Written or reviewed by a board-certified physician. See About.com's Medical Review Board.

A macular hole is a hole in the eye's macula. The macula is a highly specialized area of the central retina that gives us the ability to see fine detail. We use our macula and central vision to view detailed objects when reading or driving. Usually occurring in people over the age of 60, macular holes can cause rapid loss of central vision.

Symptoms of Macular Hole

Macular holes usually develop slowly. In the beginning, you might notice missing letters while reading, distorted vision or blurry central vision in one eye. Straight edges may appear bowed or wavy. In advanced cases, you may have a large amount of central vision loss or notice a missing spot in your vision.

Causes of Macular Hole

The back cavity of the eye is filled with a gel-like substance called vitreous. The vitreous is adhered to the the retina in certain spots by tiny fibers. As we age, vitreous begins to liquify and collapse on itself. When this begins to happen, the vitreous may pull away from the retina. Most older adults never notice this process (which is normal) but a few people do experience "floaters" that may come in and out of their vision. Unfortunately, sometimes the gel pulls away from the macula, too, causing a macular hole. In other cases, the tiny fibers that are tied to the retina may pull the macula and cause a macular hole. Fluid may accumulate and cause distorted or blurry vision.

Types of Macular Holes

Macular holes are classified based on size and progression. There are three stages of a macular hole:
  • Stage 1 (macular cyst): A new macular hole sometimes appears as a yellow macular cyst. Up to 50% of macular cysts spontaneously go away and the macula returns to normal.
  • Stage 2 (early macular hole): The cyst begins to take on an oval, crescent or horse-shoe shape. Vision begins to decrease, becoming distorted or blurry. Up to 70% of stage 2 holes progress to stage 3.
  • Stage 3 (full thickness macular hole): A stage 3 hole is defined by its great size. People with stage 3 holes often develop significant vision problems. Stage 3 macular holes are also defined by a rim of elevated tissue.
  • Stage 4: A stage 4 macular hole is similar to a stage 3 but the patient also has a posterior vitreous detachment.

Treatment of Macular Hole

If a macular hole is not caused by trauma or occurring along with other eye disease, the hole can be treated with some reasonable chance of success. Larger and older macular holes have a decreased chance of successful treatment.

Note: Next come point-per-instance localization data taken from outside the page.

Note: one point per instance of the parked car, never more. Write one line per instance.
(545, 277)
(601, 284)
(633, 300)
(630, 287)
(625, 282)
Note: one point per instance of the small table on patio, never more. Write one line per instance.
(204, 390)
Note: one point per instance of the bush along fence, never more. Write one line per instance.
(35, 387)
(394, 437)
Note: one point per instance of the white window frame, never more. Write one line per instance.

Very early macular holes are monitored by an optometrist or an ophthalmologist. Your eye doctor may use an Amsler Grid to check your central vision. Your eye doctor may also dilate your eyes and take digital retinal photographs. A fairly new technology called optical coherence tomography can be used to monitor you closely for possible progression into stage 2 macular hole.

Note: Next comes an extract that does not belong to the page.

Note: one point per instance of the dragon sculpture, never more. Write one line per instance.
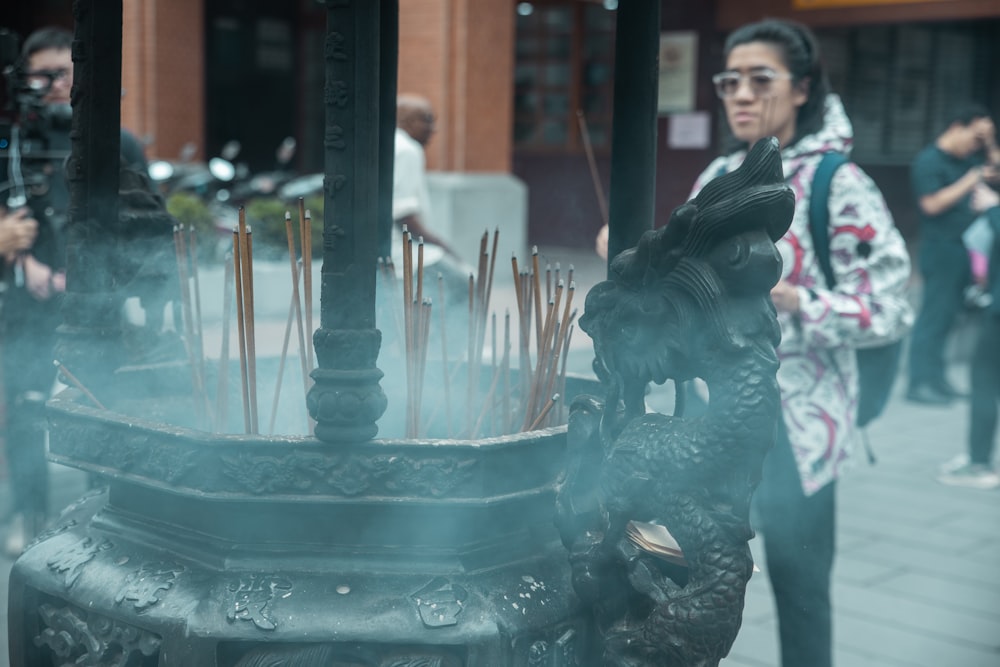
(691, 300)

A Stage 2 or greater macular hole is typically treated by surgery performed by a retinal specialist. Most surgery for repair of macular holes centers around removing the vitreous gel and replacing it with a special gas. This gas holds the edges of the macula together to allow healing. (This gas treatment usually requires you to hold your head in a face-down position anywhere from a few hours to 2 weeks depending on the surgeon. Research is currently evaluating how important this step is, as it is very difficult for the patient.)

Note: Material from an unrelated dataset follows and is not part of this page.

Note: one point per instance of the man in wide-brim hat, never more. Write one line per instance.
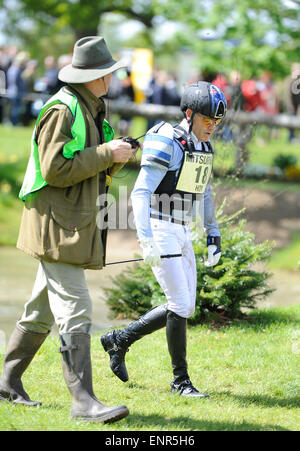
(73, 155)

What You Should Know About Macular Hole

If you develop a macular hole in one eye, you have about a 30% chance of it developing one in the other eye. If you have a macular hole in one eye and the other eye has a posterior vitreous detachment, your chance of developing another macular hole begins to decrease.

If you notice any change in your central vision, see your eye doctor right away. Early detection and treatment of macular is crucial for a positive outcome.

Source:

Sowka, Joseph W, Andrew S Gurwood and Alan G Kabat. The Handbook of Ocular Disease Management, Supplement to Review of Optometry, pp 35-36, 15 APR 2010.